In the results of this work, a correlation between resistance to antibiotics and biocides was identified between the genes of resistance to the classes of antibiotics: tetracycline, aminoglycoside, macrolide, and fluoroquinolone and the metals iron, arsenic, and copper.

Amazon deforestation has increased the amount of ARG in the soil and, like other anthropogenic disturbances, can exert selective pressure on microbial communities, expanding soil resistome and increasing microbial diversity in response to deforestation, along with changes in soil chemical properties, such as pH and the presence of aluminum (Lemos et al., 2021). This work observed no significant change in ARG diversity or abundance of these genes after long-term continuous cultivation. An increase in the diversity and abundance of biocide resistance genes was evidenced.

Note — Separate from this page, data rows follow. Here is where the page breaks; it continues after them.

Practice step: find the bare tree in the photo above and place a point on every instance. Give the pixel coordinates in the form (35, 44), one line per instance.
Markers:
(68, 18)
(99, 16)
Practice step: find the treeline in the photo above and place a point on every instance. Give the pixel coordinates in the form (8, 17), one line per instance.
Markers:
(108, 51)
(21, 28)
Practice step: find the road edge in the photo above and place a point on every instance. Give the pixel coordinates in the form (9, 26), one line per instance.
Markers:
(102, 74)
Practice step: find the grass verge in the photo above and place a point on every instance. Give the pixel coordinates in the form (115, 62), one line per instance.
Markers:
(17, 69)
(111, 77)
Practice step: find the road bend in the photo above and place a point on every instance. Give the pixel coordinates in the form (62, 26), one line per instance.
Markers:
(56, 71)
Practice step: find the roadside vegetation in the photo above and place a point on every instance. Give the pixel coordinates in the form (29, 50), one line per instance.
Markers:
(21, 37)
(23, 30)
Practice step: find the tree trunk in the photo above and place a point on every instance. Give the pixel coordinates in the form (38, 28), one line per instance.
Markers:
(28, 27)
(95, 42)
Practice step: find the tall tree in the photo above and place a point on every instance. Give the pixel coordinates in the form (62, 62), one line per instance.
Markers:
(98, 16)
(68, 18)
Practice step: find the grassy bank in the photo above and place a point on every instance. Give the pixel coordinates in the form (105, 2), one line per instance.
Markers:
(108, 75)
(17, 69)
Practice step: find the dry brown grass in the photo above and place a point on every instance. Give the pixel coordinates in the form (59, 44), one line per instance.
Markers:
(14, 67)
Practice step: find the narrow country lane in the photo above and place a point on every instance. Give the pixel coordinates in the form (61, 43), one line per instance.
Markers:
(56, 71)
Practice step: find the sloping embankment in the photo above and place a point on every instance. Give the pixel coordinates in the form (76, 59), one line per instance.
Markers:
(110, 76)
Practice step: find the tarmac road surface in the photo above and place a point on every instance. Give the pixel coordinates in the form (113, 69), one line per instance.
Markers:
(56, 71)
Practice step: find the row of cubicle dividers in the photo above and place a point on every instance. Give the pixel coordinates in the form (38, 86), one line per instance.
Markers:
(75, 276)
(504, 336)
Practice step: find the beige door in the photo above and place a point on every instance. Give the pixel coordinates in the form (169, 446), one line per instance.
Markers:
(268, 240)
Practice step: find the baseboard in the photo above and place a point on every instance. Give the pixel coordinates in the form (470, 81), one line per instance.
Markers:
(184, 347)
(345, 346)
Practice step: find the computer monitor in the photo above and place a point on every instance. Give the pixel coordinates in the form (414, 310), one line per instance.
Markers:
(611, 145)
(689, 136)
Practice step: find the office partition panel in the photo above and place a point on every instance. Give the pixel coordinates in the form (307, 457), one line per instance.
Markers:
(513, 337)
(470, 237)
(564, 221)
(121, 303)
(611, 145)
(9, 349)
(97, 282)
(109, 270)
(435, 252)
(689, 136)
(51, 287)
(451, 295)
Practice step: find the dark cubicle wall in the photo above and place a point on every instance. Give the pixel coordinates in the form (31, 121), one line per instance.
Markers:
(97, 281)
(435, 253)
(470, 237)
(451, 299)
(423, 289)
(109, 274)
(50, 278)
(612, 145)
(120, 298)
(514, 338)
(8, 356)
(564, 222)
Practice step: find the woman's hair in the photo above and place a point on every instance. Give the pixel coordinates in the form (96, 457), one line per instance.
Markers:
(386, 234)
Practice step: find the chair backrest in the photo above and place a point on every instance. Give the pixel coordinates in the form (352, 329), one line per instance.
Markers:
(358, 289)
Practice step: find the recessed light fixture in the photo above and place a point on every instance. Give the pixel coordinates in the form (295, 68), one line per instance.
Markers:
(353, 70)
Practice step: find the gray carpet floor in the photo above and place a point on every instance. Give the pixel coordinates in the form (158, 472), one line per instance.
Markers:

The analysis of resistance genes among the soil samples of this study suggests the development of resistance to antibiotics and biocides under different selection pressures in different environments. However, our data are limited by the number of sampling at the sites and the lack of longitudinal analysis. Despite these limitations, our results can be applied to other related studies, such as a comparative analysis of the soil microbiome and other environments to explore the diversity of ARG between different sites. For studies about the transfer of these genes from the environment to the human commensal microbiota, more sampling sites should be considered, in addition to the collection at different times to identify the soil microbiome and its resistome, thus making it possible to obtain more information about the development and ARG broadcasts. Even so, an analysis beyond genes, such as identifying ARG transcripts by metatranscriptomic sequencing, can provide a more comprehensive understanding of their dynamics (Zheng et al., 2021).

Conclusion

The analysis carried out on the different soils highlights the differences in chemical composition, bacterial communities, and genetic composition between different cultivation soils. These ecosystems presented a differentiated abundance of genetic composition and mobile genetic elements in other sites. Above all, the sites eliminated the vegetal cover.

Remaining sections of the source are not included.